The Independent newspaper reported Saturday that the document surfaced during the making of a four-part series on Churchill to be broadcast beginning Wednesday by the British Broadcasting Corp.
The newspaper said that although only a photograph of the piece of paper that passed between the two leaders had been found, there appeared no doubt it was authentic.
In 'Road to Victory: Winston S. Churchill 1941-1945,' British historian Martin Gilbert described how Churchill, then British prime minister, produced what he was said to have called a 'naughty document' at a meeting with Stalin.
The meeting took place Oct. 9, 1944, in Stalin's study at the Kremlin in Moscow.
Gilbert said Churchill produced what he called the 'naughty document,' setting down a list of countries, noting the percentages of Soviet and Allied interest.

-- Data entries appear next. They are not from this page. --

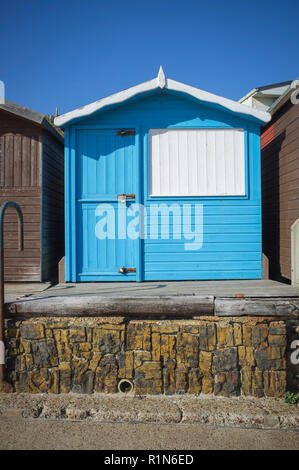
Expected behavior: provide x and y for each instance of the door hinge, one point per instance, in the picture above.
(124, 132)
(125, 270)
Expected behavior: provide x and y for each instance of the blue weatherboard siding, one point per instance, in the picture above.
(231, 225)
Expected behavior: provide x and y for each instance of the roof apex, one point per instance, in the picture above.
(160, 82)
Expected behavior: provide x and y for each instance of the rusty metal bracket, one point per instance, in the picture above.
(125, 270)
(21, 243)
(124, 132)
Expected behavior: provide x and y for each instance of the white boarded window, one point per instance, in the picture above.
(197, 162)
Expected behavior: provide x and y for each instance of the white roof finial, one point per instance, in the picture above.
(161, 78)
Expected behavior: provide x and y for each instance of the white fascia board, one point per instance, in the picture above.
(116, 98)
(160, 82)
(231, 105)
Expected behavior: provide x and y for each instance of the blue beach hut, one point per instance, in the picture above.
(162, 182)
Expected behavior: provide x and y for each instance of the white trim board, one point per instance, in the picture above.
(160, 82)
(196, 162)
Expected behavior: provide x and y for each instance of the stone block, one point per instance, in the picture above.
(148, 378)
(225, 360)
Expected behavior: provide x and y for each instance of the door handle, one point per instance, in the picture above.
(123, 197)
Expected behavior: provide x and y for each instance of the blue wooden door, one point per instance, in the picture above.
(106, 168)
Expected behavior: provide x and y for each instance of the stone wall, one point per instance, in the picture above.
(232, 356)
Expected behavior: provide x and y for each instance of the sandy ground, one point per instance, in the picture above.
(121, 422)
(74, 435)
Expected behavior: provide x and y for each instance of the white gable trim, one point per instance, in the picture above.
(160, 82)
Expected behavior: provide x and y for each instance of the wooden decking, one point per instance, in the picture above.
(158, 299)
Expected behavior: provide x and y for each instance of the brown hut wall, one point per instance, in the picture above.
(280, 186)
(52, 206)
(20, 181)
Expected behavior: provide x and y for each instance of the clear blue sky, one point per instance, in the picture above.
(68, 53)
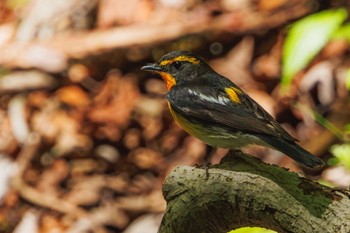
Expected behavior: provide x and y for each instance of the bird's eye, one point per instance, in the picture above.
(177, 65)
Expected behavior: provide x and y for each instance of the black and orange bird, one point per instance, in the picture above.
(215, 110)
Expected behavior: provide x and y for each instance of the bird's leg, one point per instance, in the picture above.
(207, 159)
(209, 155)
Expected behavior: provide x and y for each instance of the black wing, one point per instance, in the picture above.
(202, 103)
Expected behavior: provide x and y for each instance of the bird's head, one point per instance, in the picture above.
(178, 67)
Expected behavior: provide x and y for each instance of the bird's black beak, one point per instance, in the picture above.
(152, 68)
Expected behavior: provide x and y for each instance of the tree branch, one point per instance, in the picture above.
(244, 191)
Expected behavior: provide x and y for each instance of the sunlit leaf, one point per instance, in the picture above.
(342, 33)
(342, 153)
(347, 77)
(252, 230)
(306, 38)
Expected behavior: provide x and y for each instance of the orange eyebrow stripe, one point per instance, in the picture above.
(233, 93)
(180, 58)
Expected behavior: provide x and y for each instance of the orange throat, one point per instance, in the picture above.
(168, 79)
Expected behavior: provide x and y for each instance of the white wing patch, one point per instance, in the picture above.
(219, 100)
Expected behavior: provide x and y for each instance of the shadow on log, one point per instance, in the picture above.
(244, 191)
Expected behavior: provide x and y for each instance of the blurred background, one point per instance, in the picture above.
(86, 139)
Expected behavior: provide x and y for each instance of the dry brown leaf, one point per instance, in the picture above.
(73, 96)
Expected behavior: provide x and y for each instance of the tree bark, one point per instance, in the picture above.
(244, 191)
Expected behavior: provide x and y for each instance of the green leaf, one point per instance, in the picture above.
(347, 77)
(343, 33)
(306, 38)
(342, 153)
(252, 230)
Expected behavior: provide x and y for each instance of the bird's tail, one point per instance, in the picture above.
(294, 151)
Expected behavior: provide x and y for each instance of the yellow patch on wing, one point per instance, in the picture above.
(233, 93)
(180, 58)
(168, 79)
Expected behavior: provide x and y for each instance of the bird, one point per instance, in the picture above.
(215, 110)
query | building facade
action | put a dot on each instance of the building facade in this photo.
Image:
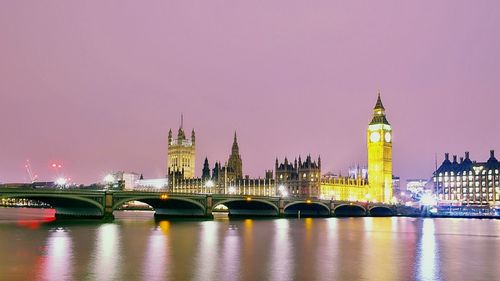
(378, 187)
(234, 167)
(299, 179)
(181, 155)
(379, 143)
(468, 182)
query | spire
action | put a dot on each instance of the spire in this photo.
(235, 149)
(379, 104)
(180, 134)
(379, 113)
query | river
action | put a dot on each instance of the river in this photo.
(136, 247)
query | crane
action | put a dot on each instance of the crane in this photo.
(32, 176)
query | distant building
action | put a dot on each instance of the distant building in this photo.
(357, 171)
(415, 188)
(181, 155)
(160, 183)
(126, 180)
(396, 187)
(379, 186)
(468, 182)
(234, 164)
(300, 179)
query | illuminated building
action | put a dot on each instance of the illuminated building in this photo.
(234, 167)
(415, 188)
(379, 140)
(181, 155)
(378, 188)
(300, 179)
(468, 182)
(125, 180)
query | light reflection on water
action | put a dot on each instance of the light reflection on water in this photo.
(427, 265)
(156, 254)
(106, 262)
(282, 252)
(135, 247)
(59, 256)
(207, 255)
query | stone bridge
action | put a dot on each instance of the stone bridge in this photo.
(101, 204)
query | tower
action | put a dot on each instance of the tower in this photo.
(181, 154)
(234, 164)
(379, 142)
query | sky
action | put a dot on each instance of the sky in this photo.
(96, 85)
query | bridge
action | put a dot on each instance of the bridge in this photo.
(84, 203)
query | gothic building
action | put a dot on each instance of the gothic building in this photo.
(299, 179)
(468, 182)
(181, 155)
(378, 187)
(232, 171)
(379, 143)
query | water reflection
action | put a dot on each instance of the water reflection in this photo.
(205, 264)
(230, 265)
(428, 253)
(156, 257)
(282, 257)
(106, 259)
(58, 260)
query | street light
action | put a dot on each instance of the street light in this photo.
(282, 190)
(60, 182)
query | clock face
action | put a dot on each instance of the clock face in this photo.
(374, 137)
(388, 137)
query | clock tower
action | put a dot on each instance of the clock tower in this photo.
(379, 142)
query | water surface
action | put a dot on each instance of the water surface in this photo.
(136, 247)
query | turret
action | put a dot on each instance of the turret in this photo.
(205, 174)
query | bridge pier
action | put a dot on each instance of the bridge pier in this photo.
(208, 206)
(281, 205)
(108, 206)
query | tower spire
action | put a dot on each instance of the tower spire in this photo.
(379, 112)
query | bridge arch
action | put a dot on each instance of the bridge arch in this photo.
(318, 209)
(248, 207)
(170, 206)
(65, 204)
(380, 211)
(349, 210)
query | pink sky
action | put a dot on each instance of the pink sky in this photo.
(97, 84)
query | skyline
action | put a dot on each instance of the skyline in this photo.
(102, 92)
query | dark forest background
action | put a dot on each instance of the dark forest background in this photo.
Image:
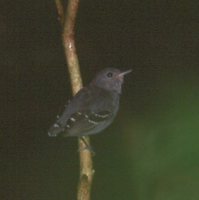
(151, 150)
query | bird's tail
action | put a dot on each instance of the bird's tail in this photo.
(55, 130)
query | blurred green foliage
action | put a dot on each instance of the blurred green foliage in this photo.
(163, 146)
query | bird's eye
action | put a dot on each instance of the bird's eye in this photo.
(110, 74)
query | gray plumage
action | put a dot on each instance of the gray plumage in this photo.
(93, 108)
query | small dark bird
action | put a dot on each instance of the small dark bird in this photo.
(93, 108)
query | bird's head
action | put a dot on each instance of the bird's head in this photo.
(110, 79)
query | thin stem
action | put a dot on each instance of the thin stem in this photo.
(68, 22)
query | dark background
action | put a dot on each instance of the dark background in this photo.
(151, 150)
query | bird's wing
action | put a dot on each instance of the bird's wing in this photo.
(85, 115)
(86, 122)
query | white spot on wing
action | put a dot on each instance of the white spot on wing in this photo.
(72, 119)
(68, 126)
(56, 125)
(92, 122)
(86, 116)
(100, 116)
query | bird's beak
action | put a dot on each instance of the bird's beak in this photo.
(125, 72)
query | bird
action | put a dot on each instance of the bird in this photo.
(93, 108)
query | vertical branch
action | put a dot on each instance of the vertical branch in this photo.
(67, 20)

The document was interpreted to mean that Romania would fall 90 percent to Russia and 10 percent to 'the others,' Greece would be divided at a ratio of 90 percent to Great Britain ('in accord with the U.S.A.') and 10 percent to Russia, Yugoslavia and Hungary would be divided 50 percent each, and Bulgaria would go 75 percent to Russia and 25 percent to the others.
Churchill was said to have written the names of the countries and the figures and then pushed the piece of paper across to Stalin, who made a large blue checkmark across the top with a thick pencil.
The Independent said Churchill wrote in his memoirs that the paper lay on the table for a while. Then he suggested it be burned.
'Might it not be thought rather cynical if it seemed we had disposed of these issues, so fateful to millions of people, in such an offhand manner,' Churchill reported himself as saying. 'No,' Stalin is said to have responded. 'You keep it.'
The original paper disappeared but two photographs were found recently among Churchill's papers.